Most often, I have found myself becoming frustrated with virtual learning and coping with the challenges of COVID-19. I chose my graduate program because I wanted to complete my Master of Social Work in person rather than online. There were many other programs I could have applied for but an online education was not something I was comfortable with or confident in. I knew online school would require tremendous time management and internal motivation to be successful.

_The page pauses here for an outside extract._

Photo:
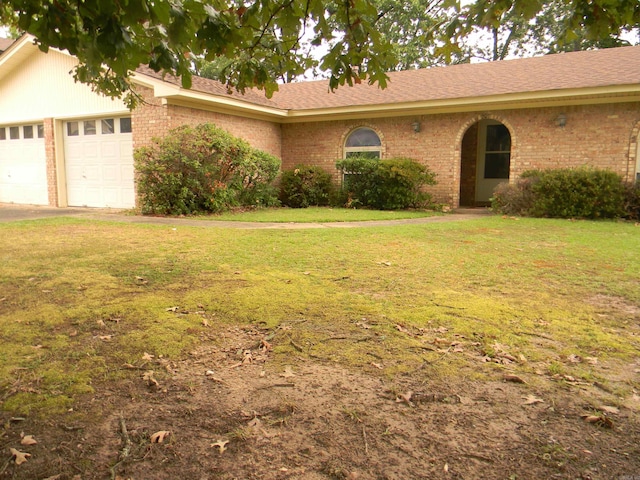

I have overcome many of these challenges just as other students, teachers, families, and
businesses have. Although I have faced many obstacles in virtual learning, I have also learned
more than I ever imagined. Not only am I learning about the field of social work, but I am also
learning valuable life skills such as:

  1. Time management: I have learned to plan my days and weeks in advance.
  2. Utilizing planning tools: My planner and online calendar have become some of my most
    helpful resources which I utilize daily and even hourly.
  3. To-do lists: I have come to appreciate writing down assignments and checking items off.
  4. Taking breaks: I value setting aside time to take breaks to engage in self-care.
  5. Respect for others: I have gained tremendous respect for teachers, professors, parents,
    and employers who are taking extra time to be available, accommodating various
    schedules, and providing resources and information.
  6. Learning from mistakes: I have a tendency to procrastinate but I am learning to become
    more productive and proactive.
  7. Accepting change: I did not like the idea of online learning but I understand it is
    necessary for our safety and wellbeing.

It is important to remember that we are not alone in the challenges and obstacles we face
during virtual learning and remote work. Change can only make us stronger as we continue to
adapt to a virtual learning environment. Through this process, we will become more resilient.